I’d forgotten about Mink in the angst that was Howard and Peggy, but he hasn’t forgotten about them, and breaks into the building where Peggy lives, encountering Dottie (Peggy’s new suspiciously perfect housemate) in the hallway. When Mink pulls a gun on Dottie, she doesn’t scream, instead asking if the pistol is automatic. And then her face goes sort of blank, and she leaps at Mink, getting her legs around his neck and twisting it before throwing it to the ground.

I’d like to pause here to say I told you so. Dottie is definitely a Russian agent. There is one place we’ve seen a move like that before and it’s from Natasha Romanov. Dottie is definitely on of Black Widow’s “ancestors”.

“I can trust the actions of men who don’t respect me more than those who do.”
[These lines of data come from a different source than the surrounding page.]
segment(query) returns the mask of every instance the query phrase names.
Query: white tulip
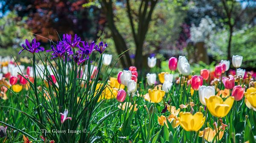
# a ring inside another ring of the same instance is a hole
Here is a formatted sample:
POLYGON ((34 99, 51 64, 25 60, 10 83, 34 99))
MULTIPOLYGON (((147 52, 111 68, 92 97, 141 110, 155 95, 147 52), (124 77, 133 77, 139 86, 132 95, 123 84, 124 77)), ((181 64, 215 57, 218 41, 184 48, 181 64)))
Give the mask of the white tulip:
POLYGON ((243 56, 238 55, 233 56, 232 57, 232 64, 235 67, 239 67, 242 65, 243 56))
POLYGON ((103 56, 103 64, 106 66, 110 64, 112 61, 112 55, 104 53, 103 56))
POLYGON ((171 90, 172 86, 172 83, 170 82, 170 81, 164 81, 163 84, 163 87, 162 89, 163 90, 165 91, 166 93, 169 93, 169 91, 171 90))
POLYGON ((199 101, 202 104, 206 105, 205 98, 208 99, 210 96, 215 95, 214 86, 206 86, 203 85, 199 87, 199 101))
POLYGON ((173 81, 173 75, 172 74, 165 74, 164 81, 168 81, 170 83, 172 83, 173 81))
POLYGON ((133 80, 129 80, 127 85, 127 91, 130 93, 135 93, 137 90, 137 83, 133 80))
POLYGON ((147 81, 148 84, 149 85, 152 85, 154 84, 157 80, 157 75, 155 73, 149 73, 147 74, 147 81))
POLYGON ((157 64, 157 58, 154 56, 151 57, 148 57, 148 65, 150 68, 154 67, 157 64))
POLYGON ((179 57, 177 68, 180 74, 188 76, 190 73, 190 65, 184 56, 179 57))
POLYGON ((236 76, 242 76, 243 78, 245 74, 245 70, 242 69, 241 68, 239 68, 236 70, 236 76))
POLYGON ((227 67, 227 68, 226 68, 226 71, 229 69, 229 67, 230 65, 230 61, 224 60, 222 59, 221 61, 221 63, 226 64, 226 67, 227 67))
POLYGON ((127 86, 129 80, 131 79, 131 72, 130 70, 124 70, 120 77, 121 83, 122 84, 127 86))

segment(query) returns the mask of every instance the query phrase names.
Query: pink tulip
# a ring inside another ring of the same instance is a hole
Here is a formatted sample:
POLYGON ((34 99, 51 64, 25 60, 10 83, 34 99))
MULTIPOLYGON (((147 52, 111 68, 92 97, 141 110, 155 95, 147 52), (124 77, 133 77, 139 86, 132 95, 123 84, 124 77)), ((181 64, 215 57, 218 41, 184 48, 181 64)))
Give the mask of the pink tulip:
POLYGON ((244 88, 241 85, 235 86, 233 88, 231 95, 235 98, 235 100, 239 101, 244 97, 244 88))
POLYGON ((10 78, 10 84, 12 85, 16 84, 18 78, 17 77, 12 76, 10 78))
POLYGON ((117 74, 117 81, 119 84, 122 84, 121 83, 121 75, 122 73, 122 71, 119 71, 117 74))
POLYGON ((195 90, 198 90, 199 87, 203 85, 203 80, 201 76, 192 76, 190 81, 192 88, 195 90))
POLYGON ((116 100, 119 102, 122 102, 125 99, 126 97, 126 92, 124 90, 118 90, 117 95, 116 96, 116 100))
POLYGON ((175 71, 177 68, 178 59, 175 57, 172 57, 169 59, 169 69, 172 71, 175 71))
POLYGON ((129 67, 129 70, 131 71, 137 71, 137 68, 136 67, 131 66, 129 67))
POLYGON ((200 75, 204 80, 207 80, 209 78, 210 71, 207 69, 202 69, 200 71, 200 75))
POLYGON ((221 65, 217 65, 215 67, 215 71, 214 72, 215 75, 219 76, 222 73, 222 67, 221 65))
POLYGON ((229 75, 229 78, 227 77, 222 77, 222 82, 224 84, 225 88, 228 90, 231 90, 235 86, 235 79, 232 75, 229 75))

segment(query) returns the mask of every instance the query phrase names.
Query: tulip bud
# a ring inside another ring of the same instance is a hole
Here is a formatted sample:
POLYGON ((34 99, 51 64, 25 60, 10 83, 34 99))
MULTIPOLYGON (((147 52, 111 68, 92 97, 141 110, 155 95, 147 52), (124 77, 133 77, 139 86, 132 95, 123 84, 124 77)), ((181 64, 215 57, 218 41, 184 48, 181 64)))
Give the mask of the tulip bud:
POLYGON ((125 99, 126 97, 126 92, 124 90, 118 90, 117 95, 116 96, 116 100, 119 102, 122 102, 125 99))
POLYGON ((172 57, 169 59, 169 69, 175 71, 177 68, 178 59, 175 57, 172 57))
POLYGON ((215 75, 218 76, 221 75, 221 73, 222 73, 222 67, 220 65, 217 65, 215 67, 215 75))
POLYGON ((229 78, 226 77, 222 77, 222 82, 225 88, 228 90, 232 89, 235 86, 235 79, 232 75, 229 75, 229 78))
POLYGON ((18 78, 17 77, 12 76, 10 78, 10 84, 12 85, 16 84, 18 78))
POLYGON ((226 64, 225 71, 227 71, 228 70, 230 64, 230 61, 221 60, 221 63, 226 64))
POLYGON ((157 64, 157 58, 154 56, 148 58, 148 65, 150 68, 154 67, 157 64))
POLYGON ((201 76, 193 76, 191 77, 191 87, 195 90, 198 90, 203 85, 203 77, 201 76))
POLYGON ((231 95, 235 98, 235 100, 239 101, 244 97, 244 88, 241 85, 237 85, 234 87, 231 95))
POLYGON ((127 90, 130 93, 135 93, 137 91, 137 83, 131 79, 129 79, 127 84, 127 90))
POLYGON ((109 65, 112 61, 112 55, 104 53, 103 56, 103 64, 106 66, 109 65))
POLYGON ((243 56, 238 55, 233 56, 232 57, 232 64, 234 67, 239 67, 242 64, 243 61, 243 56))
POLYGON ((157 75, 155 73, 149 73, 147 74, 147 81, 148 84, 151 86, 154 85, 156 82, 157 80, 157 75))
POLYGON ((210 71, 208 70, 204 69, 201 70, 201 71, 200 71, 200 75, 204 80, 208 79, 209 78, 209 74, 210 71))

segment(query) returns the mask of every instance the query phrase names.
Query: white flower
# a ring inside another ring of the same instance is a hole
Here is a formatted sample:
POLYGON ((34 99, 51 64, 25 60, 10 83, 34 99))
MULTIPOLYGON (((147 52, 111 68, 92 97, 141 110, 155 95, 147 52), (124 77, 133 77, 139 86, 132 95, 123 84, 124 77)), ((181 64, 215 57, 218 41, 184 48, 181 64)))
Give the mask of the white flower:
POLYGON ((152 57, 151 58, 148 57, 148 65, 150 68, 154 67, 157 64, 157 58, 152 57))
POLYGON ((157 80, 157 75, 155 73, 147 74, 147 81, 149 85, 152 85, 154 84, 157 80))
POLYGON ((214 86, 206 86, 203 85, 199 87, 199 101, 202 104, 206 105, 205 98, 208 99, 210 96, 215 95, 214 86))
POLYGON ((242 76, 243 78, 245 74, 245 70, 242 69, 241 68, 239 68, 236 70, 236 76, 242 76))
POLYGON ((226 68, 226 71, 227 71, 230 68, 230 61, 228 60, 221 60, 221 64, 226 64, 226 67, 227 67, 227 68, 226 68))
POLYGON ((172 83, 170 82, 169 81, 164 81, 163 82, 163 84, 162 90, 164 90, 166 93, 169 93, 169 90, 171 90, 171 88, 172 88, 172 83))
POLYGON ((125 86, 127 86, 129 80, 131 79, 131 72, 130 70, 124 70, 121 75, 120 79, 121 83, 125 86))
POLYGON ((232 57, 232 64, 235 67, 239 67, 242 64, 243 56, 238 55, 233 56, 232 57))
POLYGON ((112 61, 112 55, 104 53, 103 56, 103 64, 106 66, 110 64, 112 61))
POLYGON ((177 67, 180 74, 188 76, 190 73, 190 65, 184 56, 179 57, 177 67))
POLYGON ((135 93, 137 90, 137 83, 133 80, 129 80, 127 85, 127 91, 130 93, 135 93))

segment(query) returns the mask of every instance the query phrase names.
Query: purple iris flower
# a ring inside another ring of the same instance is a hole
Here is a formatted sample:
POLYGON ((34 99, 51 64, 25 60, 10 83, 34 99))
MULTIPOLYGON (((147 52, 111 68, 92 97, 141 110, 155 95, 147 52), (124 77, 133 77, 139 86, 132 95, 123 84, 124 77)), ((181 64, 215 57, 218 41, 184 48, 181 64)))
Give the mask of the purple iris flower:
POLYGON ((101 42, 99 44, 99 46, 96 45, 95 46, 95 50, 98 51, 99 53, 102 54, 105 50, 107 47, 108 46, 107 43, 103 45, 103 42, 101 42))
POLYGON ((65 53, 67 54, 68 56, 70 56, 73 54, 73 52, 69 45, 65 41, 58 41, 58 44, 56 46, 52 45, 51 46, 52 50, 47 50, 47 52, 52 51, 52 55, 53 56, 52 58, 56 57, 63 57, 65 55, 65 53))
POLYGON ((20 51, 19 54, 20 54, 20 53, 24 50, 26 50, 32 53, 38 53, 39 51, 44 50, 44 47, 39 47, 40 43, 37 42, 35 41, 35 38, 33 39, 32 40, 31 45, 30 45, 30 43, 27 39, 26 39, 25 43, 26 45, 26 46, 24 44, 22 44, 21 45, 22 47, 23 47, 23 49, 20 51))
POLYGON ((73 39, 73 41, 71 41, 71 34, 63 34, 63 41, 66 41, 72 48, 77 46, 81 42, 81 38, 76 34, 73 39))
POLYGON ((90 55, 92 52, 94 50, 94 48, 96 45, 94 41, 93 41, 90 45, 87 42, 86 42, 86 44, 84 44, 84 41, 81 42, 83 43, 83 46, 82 47, 79 46, 79 49, 84 54, 87 55, 90 55))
The next day, Jarvis approaches Peggy, but Peggy is not willing to forgive him or Howard so quickly. Jarvis, snubbed by Peggy, tells Howard he’s genuinely hurt. I think Jarvis found a friend in Peggy and losing affects him more than he thought it would. Howard is also clearly feeling the loss of Peggy. Don’t know what you’ve got ’til it’s gone, huh, Howard?

Peggy hands out the lunch orders at the SSR while Sousa examines the Stark board, pulling off the picture of a blond Peggy in the club and colouring the hair dark to see if that’ll help him.

Chief is back, and makes a comment that makes me think the cyanide he gave Mueller was fake (“he should be two inches taller”), proving that actually Chief is a decent guy. In more good news for the Chief, Thompson has found out that Howard visited Finow the day after the so-called Battle of Finow

At home Peggy puts on some loud music and takes a hammer to her wall, creating a hiding place for the Blitzkrieg Button and Steve’s blood. Next door Dottie admires her new gun while Mink’s body lies under the bed, and in the city Chief, while examining the files in his office, sees the typewriter belonging to Creepy Guy Two start receiving a message. 

Marvel Musings

-“Are you kidding? Carole once put a whole chicken down her sweater.” The women Peggy lives with continue to be a source of amusement and delight, particularly Angie, who I adore.

-Four episodes in and there’s Stan Lee, doing his “acting” thing. I’d almost forgotten he’d be around.